Bush announces new plan to fight wildfires

President Bush Thursday announced a new plan to combat wildfires by streamlining federal regulations on forest management and encouraging agencies to rely more on industry to thin forests.

The administration's "Healthy Forests" initiative would make it easier for timber companies to cut trees and brush in fire-prone forests. More than 5.9 million acres have burned in the western states so far this year-500,000 acres more than in the record-setting 2000 fire season.

After the 2000 fire season, the Forest Service, the Bureau of Land Management, the Bureau of Indian Affairs, the National Park Service and the Fish and Wildlife Service developed a national fire plan, which supported controlled burns, thinning and fire preparedness programs. The "Healthy Forests" initiative builds on that plan.

Bush defended his plan to ease logging regulations, which some critics fear will sharply increase logging and deforestation. "What the critics need to do is come and stand right where I stand … and see firsthand the effects of bad forest policy," Bush told a group of reporters at the Squires Peak fire area in Ruch, Ore. "And by the way, there's nothing wrong with people being able to earn a living off of effective forest management," he said.

Bush, who traveled to Oregon on Thursday to assess the damage from fires blazing in that state, directed Agriculture Secretary Ann Veneman and Interior Secretary Gale Norton to streamline the regulatory process for forest management by reducing overlapping environmental reviews and to develop guidance for a cost-benefit analysis of fuels treatment and restoration projects.

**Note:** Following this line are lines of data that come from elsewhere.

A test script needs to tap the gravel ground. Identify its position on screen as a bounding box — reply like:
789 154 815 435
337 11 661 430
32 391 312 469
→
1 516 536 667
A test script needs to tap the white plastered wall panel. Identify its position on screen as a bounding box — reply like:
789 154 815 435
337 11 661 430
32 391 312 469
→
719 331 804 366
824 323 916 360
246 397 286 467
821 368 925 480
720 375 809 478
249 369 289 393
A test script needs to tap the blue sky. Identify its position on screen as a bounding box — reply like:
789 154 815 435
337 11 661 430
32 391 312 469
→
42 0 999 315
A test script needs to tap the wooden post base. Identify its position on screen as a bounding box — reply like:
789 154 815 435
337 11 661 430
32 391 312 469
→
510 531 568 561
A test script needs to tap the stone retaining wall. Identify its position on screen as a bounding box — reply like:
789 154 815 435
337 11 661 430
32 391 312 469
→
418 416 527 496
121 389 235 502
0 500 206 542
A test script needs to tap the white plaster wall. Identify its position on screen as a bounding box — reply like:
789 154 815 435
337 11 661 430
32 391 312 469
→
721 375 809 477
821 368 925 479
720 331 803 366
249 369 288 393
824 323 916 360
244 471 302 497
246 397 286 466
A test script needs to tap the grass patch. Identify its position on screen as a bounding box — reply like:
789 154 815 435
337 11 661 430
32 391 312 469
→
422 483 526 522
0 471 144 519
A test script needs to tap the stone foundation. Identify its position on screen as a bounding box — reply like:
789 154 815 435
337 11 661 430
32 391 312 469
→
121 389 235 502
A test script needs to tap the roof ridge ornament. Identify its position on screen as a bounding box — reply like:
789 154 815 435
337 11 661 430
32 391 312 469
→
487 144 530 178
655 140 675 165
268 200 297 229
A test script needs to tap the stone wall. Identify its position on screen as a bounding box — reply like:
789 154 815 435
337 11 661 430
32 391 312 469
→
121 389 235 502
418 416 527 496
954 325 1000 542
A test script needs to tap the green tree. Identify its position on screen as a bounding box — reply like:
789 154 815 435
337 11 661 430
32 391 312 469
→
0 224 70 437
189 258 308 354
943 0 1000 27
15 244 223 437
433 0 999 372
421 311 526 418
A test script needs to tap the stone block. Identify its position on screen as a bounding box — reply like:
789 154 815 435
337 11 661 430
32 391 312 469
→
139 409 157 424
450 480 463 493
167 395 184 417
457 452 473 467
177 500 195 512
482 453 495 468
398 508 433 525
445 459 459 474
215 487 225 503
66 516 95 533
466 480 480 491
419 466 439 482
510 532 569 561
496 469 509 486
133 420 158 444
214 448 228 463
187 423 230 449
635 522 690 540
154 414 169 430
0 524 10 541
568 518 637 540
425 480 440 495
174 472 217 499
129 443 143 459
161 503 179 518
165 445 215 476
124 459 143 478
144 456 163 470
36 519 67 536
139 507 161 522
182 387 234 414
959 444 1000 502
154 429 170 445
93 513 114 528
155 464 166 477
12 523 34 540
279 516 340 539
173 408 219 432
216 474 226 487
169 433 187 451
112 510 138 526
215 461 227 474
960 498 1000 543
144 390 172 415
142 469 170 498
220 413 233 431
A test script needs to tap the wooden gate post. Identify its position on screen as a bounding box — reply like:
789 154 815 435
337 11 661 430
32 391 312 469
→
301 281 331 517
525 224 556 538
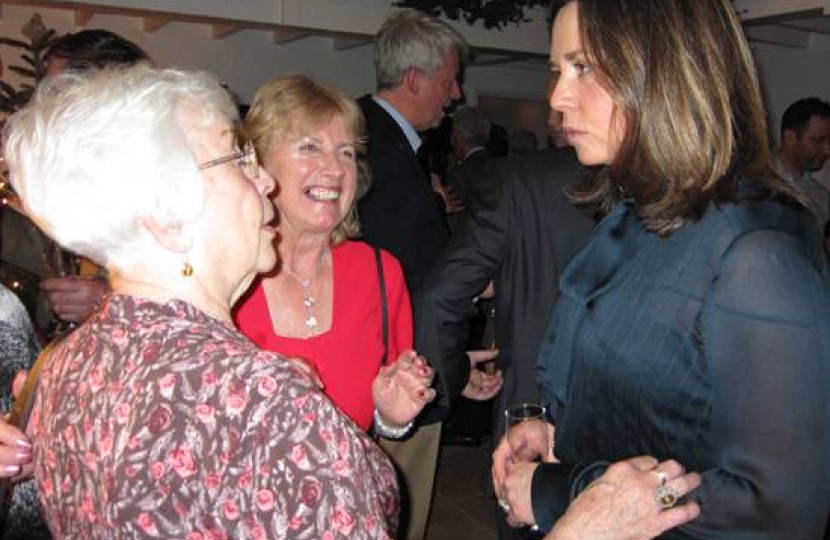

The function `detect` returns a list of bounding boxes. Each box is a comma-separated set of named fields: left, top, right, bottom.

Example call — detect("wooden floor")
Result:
left=425, top=440, right=498, bottom=540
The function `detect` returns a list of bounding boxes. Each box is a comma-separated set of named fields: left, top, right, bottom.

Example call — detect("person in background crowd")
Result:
left=417, top=108, right=594, bottom=539
left=546, top=106, right=568, bottom=149
left=42, top=29, right=148, bottom=76
left=4, top=65, right=399, bottom=538
left=446, top=106, right=493, bottom=210
left=356, top=10, right=492, bottom=540
left=236, top=74, right=435, bottom=436
left=0, top=285, right=48, bottom=540
left=509, top=129, right=537, bottom=156
left=358, top=8, right=463, bottom=296
left=774, top=97, right=830, bottom=229
left=486, top=124, right=510, bottom=158
left=494, top=0, right=830, bottom=538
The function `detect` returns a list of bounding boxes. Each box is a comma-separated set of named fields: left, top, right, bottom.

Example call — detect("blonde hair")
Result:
left=245, top=75, right=368, bottom=244
left=554, top=0, right=803, bottom=234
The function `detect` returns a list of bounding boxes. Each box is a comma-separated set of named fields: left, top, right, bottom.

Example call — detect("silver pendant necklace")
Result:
left=283, top=266, right=318, bottom=329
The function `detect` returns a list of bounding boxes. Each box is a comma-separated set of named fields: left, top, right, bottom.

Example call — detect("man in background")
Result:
left=446, top=106, right=492, bottom=209
left=357, top=10, right=490, bottom=540
left=415, top=109, right=595, bottom=539
left=774, top=97, right=830, bottom=229
left=443, top=106, right=492, bottom=234
left=509, top=128, right=537, bottom=156
left=358, top=9, right=465, bottom=296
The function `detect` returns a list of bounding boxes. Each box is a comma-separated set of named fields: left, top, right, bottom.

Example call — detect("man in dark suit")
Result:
left=357, top=10, right=479, bottom=540
left=358, top=10, right=467, bottom=297
left=416, top=144, right=593, bottom=429
left=446, top=105, right=492, bottom=210
left=415, top=124, right=595, bottom=538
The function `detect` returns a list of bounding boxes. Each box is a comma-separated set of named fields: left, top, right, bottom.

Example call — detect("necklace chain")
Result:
left=283, top=265, right=318, bottom=330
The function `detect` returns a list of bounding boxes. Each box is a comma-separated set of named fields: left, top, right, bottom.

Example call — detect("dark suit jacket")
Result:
left=415, top=148, right=595, bottom=426
left=357, top=96, right=449, bottom=295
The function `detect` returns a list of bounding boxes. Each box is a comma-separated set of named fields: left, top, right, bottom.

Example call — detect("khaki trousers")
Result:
left=380, top=422, right=442, bottom=540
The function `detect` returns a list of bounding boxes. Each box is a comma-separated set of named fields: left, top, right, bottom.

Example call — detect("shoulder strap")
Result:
left=0, top=339, right=60, bottom=528
left=7, top=338, right=59, bottom=430
left=373, top=246, right=389, bottom=365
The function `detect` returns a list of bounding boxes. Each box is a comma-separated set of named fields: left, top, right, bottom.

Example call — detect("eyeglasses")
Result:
left=198, top=140, right=260, bottom=179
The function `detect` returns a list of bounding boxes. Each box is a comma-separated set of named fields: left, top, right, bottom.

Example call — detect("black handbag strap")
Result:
left=373, top=246, right=389, bottom=365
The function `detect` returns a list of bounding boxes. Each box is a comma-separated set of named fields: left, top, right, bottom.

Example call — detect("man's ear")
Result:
left=403, top=67, right=423, bottom=96
left=138, top=215, right=193, bottom=254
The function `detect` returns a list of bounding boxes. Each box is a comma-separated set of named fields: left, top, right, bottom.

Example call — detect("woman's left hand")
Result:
left=372, top=350, right=436, bottom=426
left=548, top=457, right=701, bottom=540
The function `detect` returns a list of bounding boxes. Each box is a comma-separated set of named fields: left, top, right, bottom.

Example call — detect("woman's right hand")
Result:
left=492, top=419, right=556, bottom=502
left=373, top=350, right=435, bottom=427
left=548, top=456, right=701, bottom=540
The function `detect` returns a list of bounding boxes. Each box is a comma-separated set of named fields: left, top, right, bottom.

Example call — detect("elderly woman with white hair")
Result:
left=2, top=65, right=400, bottom=538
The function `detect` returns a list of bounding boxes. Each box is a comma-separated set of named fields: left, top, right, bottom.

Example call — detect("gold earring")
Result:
left=181, top=261, right=193, bottom=277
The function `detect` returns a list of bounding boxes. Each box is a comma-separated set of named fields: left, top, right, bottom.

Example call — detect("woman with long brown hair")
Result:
left=493, top=0, right=830, bottom=538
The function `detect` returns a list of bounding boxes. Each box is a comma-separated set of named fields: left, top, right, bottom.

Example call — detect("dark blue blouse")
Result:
left=533, top=197, right=830, bottom=539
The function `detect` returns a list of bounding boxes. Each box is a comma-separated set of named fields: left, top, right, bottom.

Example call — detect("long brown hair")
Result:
left=551, top=0, right=804, bottom=234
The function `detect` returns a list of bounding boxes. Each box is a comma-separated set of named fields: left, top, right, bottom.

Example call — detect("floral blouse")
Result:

The Forest Service and Interior Department are planning to treat more than 2.5 million acres this year with thinning or prescribed burns to reduce hazardous fuels and restore forest health.

Other proposals in the plan, including one authorizing agencies to enter into long-term stewardship contracts with industry, nonprofit organizations and local communities, must be approved by Congress. Stewardship contracts allow contractors to keep wood products in exchange for the service of thinning trees and brush and removing dead wood.